The judge, it is true, must fix the amount of the appeal bond, Code of Practice, art. 574, and, in doing so, he necessarily has some discretion, but this does not mean that he may act arbitrarily in the matter. His action becomes arbitrary whenever he fixes the bond in an amount clearly excessive.

Defendant cannot sell the stock, pending the appeal, for it has not possession of it to deliver. Defendant has never paid dividends, and it does not appear that it is likely to do so pending the appeal. Aside from these observations, the rule is that in cases, not falling within the provisions of articles 575, 576, or 577 of the Code of Practice, no other security is necessary for a suspensive appeal than that necessary to secure payment of the costs. State ex rel. Hicky v. Judge, 20 La. Ann. 108; State ex rel. Durand v. Judge, 30 La. Ann. 282; Succession of Edwards, 34 La. Ann. 216; State ex rel. Muller Bros. v. Lazarus, 36 La. Ann. 189; Hannay v. New Orleans Cotton Exchange,112 La. 998, 36 So. 831.
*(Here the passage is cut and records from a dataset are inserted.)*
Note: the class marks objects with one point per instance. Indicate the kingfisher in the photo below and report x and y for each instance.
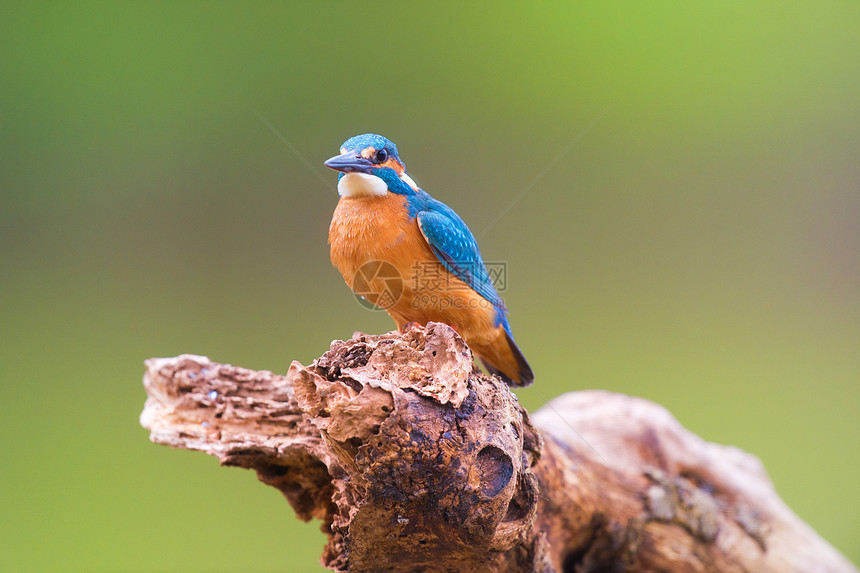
(414, 256)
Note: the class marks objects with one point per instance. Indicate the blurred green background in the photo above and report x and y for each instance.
(674, 186)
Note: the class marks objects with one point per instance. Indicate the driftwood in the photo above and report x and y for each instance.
(416, 461)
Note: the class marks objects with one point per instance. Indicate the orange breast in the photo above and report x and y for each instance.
(383, 256)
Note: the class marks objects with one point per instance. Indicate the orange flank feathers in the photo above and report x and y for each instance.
(369, 233)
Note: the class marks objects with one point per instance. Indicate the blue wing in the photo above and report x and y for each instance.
(455, 247)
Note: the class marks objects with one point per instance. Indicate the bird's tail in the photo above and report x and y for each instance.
(505, 359)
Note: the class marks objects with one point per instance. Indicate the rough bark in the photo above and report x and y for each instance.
(415, 461)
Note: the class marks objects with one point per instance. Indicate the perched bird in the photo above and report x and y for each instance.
(414, 256)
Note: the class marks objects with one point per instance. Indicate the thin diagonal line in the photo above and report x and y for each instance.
(541, 174)
(326, 182)
(546, 403)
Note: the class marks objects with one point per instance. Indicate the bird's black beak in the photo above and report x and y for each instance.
(348, 163)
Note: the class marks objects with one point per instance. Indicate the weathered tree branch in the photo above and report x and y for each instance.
(414, 461)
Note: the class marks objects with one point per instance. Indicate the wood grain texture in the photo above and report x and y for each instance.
(414, 461)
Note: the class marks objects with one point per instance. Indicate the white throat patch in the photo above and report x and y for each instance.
(361, 185)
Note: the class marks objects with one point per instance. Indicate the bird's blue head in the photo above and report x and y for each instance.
(370, 167)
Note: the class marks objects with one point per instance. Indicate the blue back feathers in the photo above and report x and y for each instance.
(448, 236)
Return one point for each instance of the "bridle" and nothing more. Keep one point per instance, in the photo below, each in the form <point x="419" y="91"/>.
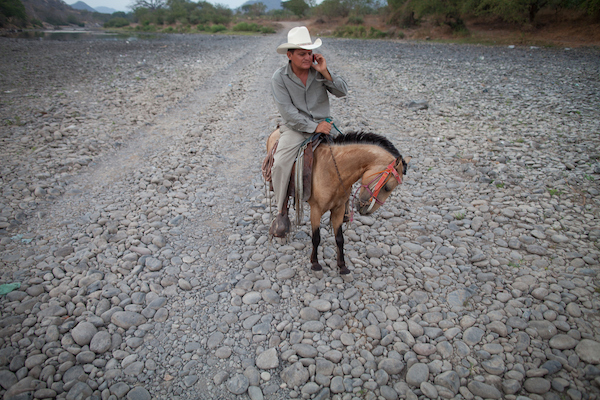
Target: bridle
<point x="381" y="179"/>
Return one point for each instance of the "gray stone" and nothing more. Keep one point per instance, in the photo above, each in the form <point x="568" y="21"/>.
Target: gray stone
<point x="429" y="390"/>
<point x="267" y="359"/>
<point x="83" y="333"/>
<point x="588" y="351"/>
<point x="119" y="389"/>
<point x="127" y="319"/>
<point x="563" y="342"/>
<point x="473" y="335"/>
<point x="294" y="375"/>
<point x="417" y="374"/>
<point x="138" y="393"/>
<point x="391" y="365"/>
<point x="537" y="385"/>
<point x="101" y="342"/>
<point x="484" y="390"/>
<point x="305" y="350"/>
<point x="255" y="393"/>
<point x="238" y="384"/>
<point x="388" y="393"/>
<point x="337" y="385"/>
<point x="449" y="380"/>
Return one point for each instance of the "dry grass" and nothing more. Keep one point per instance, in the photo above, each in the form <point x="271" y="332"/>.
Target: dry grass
<point x="550" y="29"/>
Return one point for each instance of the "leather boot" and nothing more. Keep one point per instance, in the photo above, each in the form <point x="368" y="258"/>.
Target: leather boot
<point x="280" y="225"/>
<point x="347" y="212"/>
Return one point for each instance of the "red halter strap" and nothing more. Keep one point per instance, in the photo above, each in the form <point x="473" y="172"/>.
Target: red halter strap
<point x="382" y="178"/>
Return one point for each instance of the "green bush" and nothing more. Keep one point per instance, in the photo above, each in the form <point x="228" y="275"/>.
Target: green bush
<point x="218" y="28"/>
<point x="116" y="23"/>
<point x="355" y="20"/>
<point x="359" y="32"/>
<point x="267" y="29"/>
<point x="376" y="33"/>
<point x="12" y="10"/>
<point x="246" y="27"/>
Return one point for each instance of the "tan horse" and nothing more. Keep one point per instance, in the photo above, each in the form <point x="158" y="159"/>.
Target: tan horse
<point x="336" y="167"/>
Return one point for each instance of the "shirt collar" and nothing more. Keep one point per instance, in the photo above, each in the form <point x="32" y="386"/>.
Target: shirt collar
<point x="289" y="72"/>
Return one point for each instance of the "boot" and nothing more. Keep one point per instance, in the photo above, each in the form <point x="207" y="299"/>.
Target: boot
<point x="280" y="225"/>
<point x="347" y="212"/>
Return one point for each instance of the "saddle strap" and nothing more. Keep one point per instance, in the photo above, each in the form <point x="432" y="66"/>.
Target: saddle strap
<point x="268" y="163"/>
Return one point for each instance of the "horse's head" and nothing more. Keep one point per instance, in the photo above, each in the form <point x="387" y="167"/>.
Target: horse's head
<point x="377" y="184"/>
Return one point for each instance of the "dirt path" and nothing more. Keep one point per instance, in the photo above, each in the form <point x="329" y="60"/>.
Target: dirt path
<point x="133" y="215"/>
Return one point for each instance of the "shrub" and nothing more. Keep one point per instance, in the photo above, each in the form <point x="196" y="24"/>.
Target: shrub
<point x="218" y="28"/>
<point x="246" y="27"/>
<point x="116" y="23"/>
<point x="359" y="32"/>
<point x="355" y="20"/>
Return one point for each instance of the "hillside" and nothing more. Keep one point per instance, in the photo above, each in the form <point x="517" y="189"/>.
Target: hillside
<point x="80" y="5"/>
<point x="271" y="4"/>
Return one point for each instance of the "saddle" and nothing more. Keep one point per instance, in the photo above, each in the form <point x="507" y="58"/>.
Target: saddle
<point x="304" y="159"/>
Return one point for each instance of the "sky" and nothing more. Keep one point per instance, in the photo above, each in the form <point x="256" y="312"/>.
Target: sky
<point x="123" y="5"/>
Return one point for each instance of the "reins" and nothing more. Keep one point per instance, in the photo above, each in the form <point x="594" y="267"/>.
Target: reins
<point x="329" y="140"/>
<point x="382" y="179"/>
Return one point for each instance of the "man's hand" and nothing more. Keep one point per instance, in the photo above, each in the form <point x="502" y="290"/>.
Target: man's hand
<point x="321" y="66"/>
<point x="323" y="127"/>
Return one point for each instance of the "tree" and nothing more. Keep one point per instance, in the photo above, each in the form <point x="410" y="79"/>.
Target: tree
<point x="255" y="9"/>
<point x="12" y="10"/>
<point x="148" y="4"/>
<point x="510" y="10"/>
<point x="298" y="7"/>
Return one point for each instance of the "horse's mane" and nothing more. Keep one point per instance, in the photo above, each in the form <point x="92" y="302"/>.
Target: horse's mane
<point x="367" y="138"/>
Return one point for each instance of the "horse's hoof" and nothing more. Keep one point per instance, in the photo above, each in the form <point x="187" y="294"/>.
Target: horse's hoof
<point x="280" y="226"/>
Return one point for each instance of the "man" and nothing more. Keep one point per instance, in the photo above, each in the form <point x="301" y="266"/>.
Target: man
<point x="300" y="90"/>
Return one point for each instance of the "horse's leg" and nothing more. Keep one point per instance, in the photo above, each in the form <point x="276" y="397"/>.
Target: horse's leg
<point x="315" y="223"/>
<point x="337" y="217"/>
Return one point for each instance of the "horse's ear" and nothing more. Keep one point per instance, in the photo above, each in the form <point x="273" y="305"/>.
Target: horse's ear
<point x="405" y="162"/>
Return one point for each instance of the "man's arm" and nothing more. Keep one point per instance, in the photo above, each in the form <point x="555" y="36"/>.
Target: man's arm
<point x="294" y="119"/>
<point x="334" y="83"/>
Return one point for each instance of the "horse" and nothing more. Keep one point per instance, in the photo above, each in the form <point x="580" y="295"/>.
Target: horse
<point x="338" y="163"/>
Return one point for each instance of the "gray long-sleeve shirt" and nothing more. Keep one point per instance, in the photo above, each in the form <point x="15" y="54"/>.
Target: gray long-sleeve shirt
<point x="303" y="107"/>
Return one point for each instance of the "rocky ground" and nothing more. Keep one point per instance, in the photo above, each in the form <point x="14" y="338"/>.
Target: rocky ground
<point x="135" y="219"/>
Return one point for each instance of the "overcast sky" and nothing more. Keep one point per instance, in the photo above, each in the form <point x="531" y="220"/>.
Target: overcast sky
<point x="123" y="5"/>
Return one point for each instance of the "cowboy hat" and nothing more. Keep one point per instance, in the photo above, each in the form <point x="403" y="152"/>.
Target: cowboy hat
<point x="299" y="38"/>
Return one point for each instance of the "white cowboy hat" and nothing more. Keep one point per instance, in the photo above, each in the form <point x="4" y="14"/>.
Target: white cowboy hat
<point x="299" y="38"/>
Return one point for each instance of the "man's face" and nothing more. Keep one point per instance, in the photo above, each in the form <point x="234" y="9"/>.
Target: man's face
<point x="300" y="58"/>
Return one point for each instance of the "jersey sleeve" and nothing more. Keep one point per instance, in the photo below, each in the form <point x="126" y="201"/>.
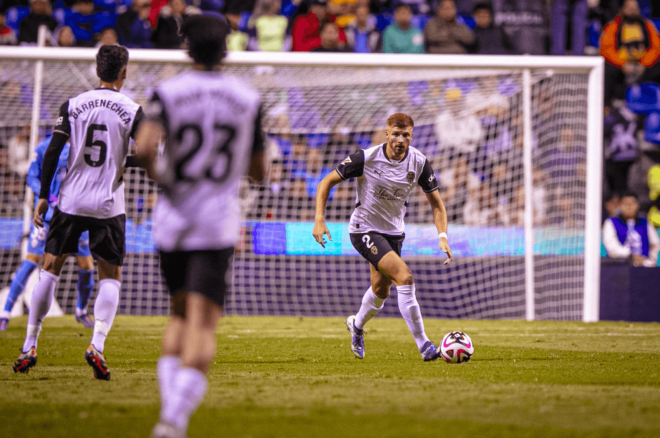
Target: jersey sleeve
<point x="352" y="166"/>
<point x="139" y="117"/>
<point x="63" y="125"/>
<point x="259" y="145"/>
<point x="427" y="179"/>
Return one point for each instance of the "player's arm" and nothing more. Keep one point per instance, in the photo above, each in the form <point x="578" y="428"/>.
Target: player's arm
<point x="429" y="183"/>
<point x="61" y="134"/>
<point x="351" y="167"/>
<point x="257" y="169"/>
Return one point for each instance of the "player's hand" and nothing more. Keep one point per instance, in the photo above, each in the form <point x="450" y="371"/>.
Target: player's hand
<point x="444" y="246"/>
<point x="319" y="230"/>
<point x="40" y="212"/>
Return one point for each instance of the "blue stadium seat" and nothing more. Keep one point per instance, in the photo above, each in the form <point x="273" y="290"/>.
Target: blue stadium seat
<point x="652" y="128"/>
<point x="14" y="15"/>
<point x="643" y="98"/>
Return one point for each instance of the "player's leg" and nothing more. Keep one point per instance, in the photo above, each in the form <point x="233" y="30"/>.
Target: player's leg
<point x="35" y="248"/>
<point x="393" y="267"/>
<point x="85" y="280"/>
<point x="205" y="278"/>
<point x="31" y="262"/>
<point x="107" y="240"/>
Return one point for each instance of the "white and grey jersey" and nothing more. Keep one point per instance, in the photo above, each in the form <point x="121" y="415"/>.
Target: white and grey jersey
<point x="383" y="187"/>
<point x="100" y="123"/>
<point x="213" y="126"/>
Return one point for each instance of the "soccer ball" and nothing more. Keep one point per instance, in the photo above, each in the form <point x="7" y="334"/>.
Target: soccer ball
<point x="456" y="347"/>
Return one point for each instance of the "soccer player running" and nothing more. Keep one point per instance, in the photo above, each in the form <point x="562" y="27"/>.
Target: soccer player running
<point x="386" y="174"/>
<point x="98" y="124"/>
<point x="212" y="129"/>
<point x="37" y="243"/>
In our view the court should have fixed the bond for a suspensive appeal in an amount sufficient to secure the costs.

The relief, here sought by relator, may be obtained by means of the writ of mandamus. State ex rel. Hicky v. Judge; State ex rel. Durand v. Judge; State ex rel. Muller Bros. v. Lazarus, supra.

For these reasons, the rule nisi, issued herein, is made absolute, and the respondent judge is accordingly directed to grant the suspensive *426 appeal upon defendant's furnishing an appeal bond, in an amount, to be fixed by him, sufficient to secure the costs; the plaintiff in the suit to pay the costs of this application.